A basic investment concept is to that high quality stocks fare better in down markets than low quality stocks, and therefore in late stages of a Bull market with generally fully valued stocks, tilting equity allocations toward high quality is prudent.

Accordingly, we set out to identify high quality stocks.  We know that sources such as S&P and ValueLine render quality ratings, but they are each a “black box” to a great extent, and we wanted to test quality using some other criteria as well.

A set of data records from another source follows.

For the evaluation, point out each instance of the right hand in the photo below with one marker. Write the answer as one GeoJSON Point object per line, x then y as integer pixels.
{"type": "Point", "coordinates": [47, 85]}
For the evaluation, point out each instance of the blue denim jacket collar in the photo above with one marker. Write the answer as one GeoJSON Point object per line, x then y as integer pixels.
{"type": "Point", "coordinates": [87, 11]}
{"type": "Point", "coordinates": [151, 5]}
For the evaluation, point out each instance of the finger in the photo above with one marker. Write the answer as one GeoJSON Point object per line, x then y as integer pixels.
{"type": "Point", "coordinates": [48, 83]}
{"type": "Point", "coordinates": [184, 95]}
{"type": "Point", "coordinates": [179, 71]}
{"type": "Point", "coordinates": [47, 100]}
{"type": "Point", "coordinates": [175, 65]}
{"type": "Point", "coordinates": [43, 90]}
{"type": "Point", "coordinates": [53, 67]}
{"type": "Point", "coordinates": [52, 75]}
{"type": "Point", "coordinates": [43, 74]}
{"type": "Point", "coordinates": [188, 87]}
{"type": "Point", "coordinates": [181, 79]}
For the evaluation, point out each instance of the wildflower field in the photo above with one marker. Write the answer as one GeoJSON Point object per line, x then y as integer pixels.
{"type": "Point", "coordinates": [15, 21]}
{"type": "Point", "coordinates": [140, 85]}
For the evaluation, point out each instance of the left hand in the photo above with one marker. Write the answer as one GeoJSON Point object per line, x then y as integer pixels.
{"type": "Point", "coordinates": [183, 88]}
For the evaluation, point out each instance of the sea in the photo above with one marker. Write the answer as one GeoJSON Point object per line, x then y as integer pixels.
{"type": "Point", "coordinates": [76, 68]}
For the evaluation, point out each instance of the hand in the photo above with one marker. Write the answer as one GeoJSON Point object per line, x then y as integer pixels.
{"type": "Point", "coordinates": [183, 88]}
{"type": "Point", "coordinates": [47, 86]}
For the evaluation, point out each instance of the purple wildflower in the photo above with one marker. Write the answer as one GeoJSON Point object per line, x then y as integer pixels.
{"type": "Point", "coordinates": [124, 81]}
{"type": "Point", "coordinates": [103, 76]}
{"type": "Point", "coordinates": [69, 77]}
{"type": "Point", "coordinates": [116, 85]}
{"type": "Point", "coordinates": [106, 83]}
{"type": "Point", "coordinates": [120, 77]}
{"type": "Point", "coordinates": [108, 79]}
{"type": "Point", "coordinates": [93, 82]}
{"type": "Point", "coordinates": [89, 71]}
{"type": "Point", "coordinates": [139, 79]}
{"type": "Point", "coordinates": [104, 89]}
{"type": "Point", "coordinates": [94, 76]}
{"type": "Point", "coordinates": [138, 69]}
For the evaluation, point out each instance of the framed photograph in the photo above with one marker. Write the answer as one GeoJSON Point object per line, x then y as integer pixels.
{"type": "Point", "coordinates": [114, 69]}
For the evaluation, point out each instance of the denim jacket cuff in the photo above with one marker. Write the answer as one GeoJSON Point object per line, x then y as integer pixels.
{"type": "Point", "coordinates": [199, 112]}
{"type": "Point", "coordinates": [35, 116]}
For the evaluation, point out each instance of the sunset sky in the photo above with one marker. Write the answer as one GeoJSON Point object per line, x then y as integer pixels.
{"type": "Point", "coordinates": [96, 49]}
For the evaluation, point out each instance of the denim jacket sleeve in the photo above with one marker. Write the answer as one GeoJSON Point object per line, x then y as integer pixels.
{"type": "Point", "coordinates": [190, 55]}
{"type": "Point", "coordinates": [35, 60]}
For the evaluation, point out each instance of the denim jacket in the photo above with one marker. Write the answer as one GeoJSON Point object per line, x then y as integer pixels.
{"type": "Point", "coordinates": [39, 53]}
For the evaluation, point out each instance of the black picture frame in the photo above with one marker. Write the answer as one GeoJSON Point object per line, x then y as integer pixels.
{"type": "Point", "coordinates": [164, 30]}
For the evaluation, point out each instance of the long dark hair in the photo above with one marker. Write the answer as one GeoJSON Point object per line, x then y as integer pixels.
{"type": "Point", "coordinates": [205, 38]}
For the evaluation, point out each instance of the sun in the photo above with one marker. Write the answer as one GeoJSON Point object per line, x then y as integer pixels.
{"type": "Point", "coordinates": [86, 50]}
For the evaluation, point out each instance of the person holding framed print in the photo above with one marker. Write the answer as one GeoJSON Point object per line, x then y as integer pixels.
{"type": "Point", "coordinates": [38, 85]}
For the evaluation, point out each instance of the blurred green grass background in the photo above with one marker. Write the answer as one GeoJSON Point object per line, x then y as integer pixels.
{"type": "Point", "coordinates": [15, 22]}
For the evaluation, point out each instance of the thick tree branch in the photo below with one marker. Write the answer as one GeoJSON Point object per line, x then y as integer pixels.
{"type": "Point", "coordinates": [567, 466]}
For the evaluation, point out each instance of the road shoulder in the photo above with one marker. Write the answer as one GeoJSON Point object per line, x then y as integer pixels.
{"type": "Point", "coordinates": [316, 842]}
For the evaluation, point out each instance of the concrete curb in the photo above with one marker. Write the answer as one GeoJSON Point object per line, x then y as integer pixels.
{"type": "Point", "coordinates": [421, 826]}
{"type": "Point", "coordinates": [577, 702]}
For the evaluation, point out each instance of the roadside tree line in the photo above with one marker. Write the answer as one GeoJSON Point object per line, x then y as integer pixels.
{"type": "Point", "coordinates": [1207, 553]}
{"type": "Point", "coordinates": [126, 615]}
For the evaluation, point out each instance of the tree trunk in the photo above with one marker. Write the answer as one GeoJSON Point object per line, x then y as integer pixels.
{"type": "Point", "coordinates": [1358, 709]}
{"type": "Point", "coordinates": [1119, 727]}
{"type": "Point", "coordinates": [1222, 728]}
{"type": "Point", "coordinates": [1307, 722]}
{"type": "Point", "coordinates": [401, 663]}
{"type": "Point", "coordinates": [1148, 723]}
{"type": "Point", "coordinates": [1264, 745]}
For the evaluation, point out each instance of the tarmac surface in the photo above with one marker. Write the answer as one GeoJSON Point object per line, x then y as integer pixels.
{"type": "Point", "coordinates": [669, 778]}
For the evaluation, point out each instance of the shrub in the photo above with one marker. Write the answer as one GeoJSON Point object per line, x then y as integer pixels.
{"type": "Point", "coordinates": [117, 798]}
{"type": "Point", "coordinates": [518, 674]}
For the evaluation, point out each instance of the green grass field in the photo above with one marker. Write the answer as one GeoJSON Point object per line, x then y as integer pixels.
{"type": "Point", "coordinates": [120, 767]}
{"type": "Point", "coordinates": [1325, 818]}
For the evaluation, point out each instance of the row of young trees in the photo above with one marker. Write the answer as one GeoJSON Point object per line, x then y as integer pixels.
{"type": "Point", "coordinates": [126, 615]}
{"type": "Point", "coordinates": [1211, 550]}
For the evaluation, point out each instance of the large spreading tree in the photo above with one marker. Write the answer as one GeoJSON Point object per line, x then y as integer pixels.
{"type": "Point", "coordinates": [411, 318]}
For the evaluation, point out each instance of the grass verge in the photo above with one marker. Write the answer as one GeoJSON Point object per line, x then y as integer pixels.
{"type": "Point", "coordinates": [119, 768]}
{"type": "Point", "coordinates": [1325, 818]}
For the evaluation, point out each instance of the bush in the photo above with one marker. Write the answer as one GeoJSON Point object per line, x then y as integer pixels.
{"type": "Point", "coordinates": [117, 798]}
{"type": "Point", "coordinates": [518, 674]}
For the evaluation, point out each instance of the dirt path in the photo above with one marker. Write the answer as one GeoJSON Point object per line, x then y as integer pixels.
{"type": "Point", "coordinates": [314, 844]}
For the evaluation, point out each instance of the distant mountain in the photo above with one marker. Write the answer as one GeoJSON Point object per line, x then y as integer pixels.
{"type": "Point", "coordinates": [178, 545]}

We made the assumption that high quality could be identified by:

  • trading liquidity
  • strong balance sheets
  • revenue growth
  • long unbroken strings of dividend payment and increase
  • wide moats against competition.

With those conceptual criteria in mind, we applied these specific filter criteria to all stocks traded in the United States:

  • Wright’s investment grade rating minimum “BBB4″ (see ratings description) for liquidity, financial strength, profitability and growth, based on 32 factors (577 passed filter)
  • Member David Fish’s Dividend Champions, Challenger or Contenders (“CCC”) – stocks that paid and increased dividends each year for at least 5 years; some did for decades (543 passed filter)
  • Morningstar “Wide Moat” designation (258 passed filter)
  • Revenue growth over each of 5, 3 and 1 years at least 3% (1796 passed filter)
  • Dividend growth over each of 5, 3, and 1 years at least 3% (657 passed filter)
  • Four part Balance Sheet  filter (1454 passed filter)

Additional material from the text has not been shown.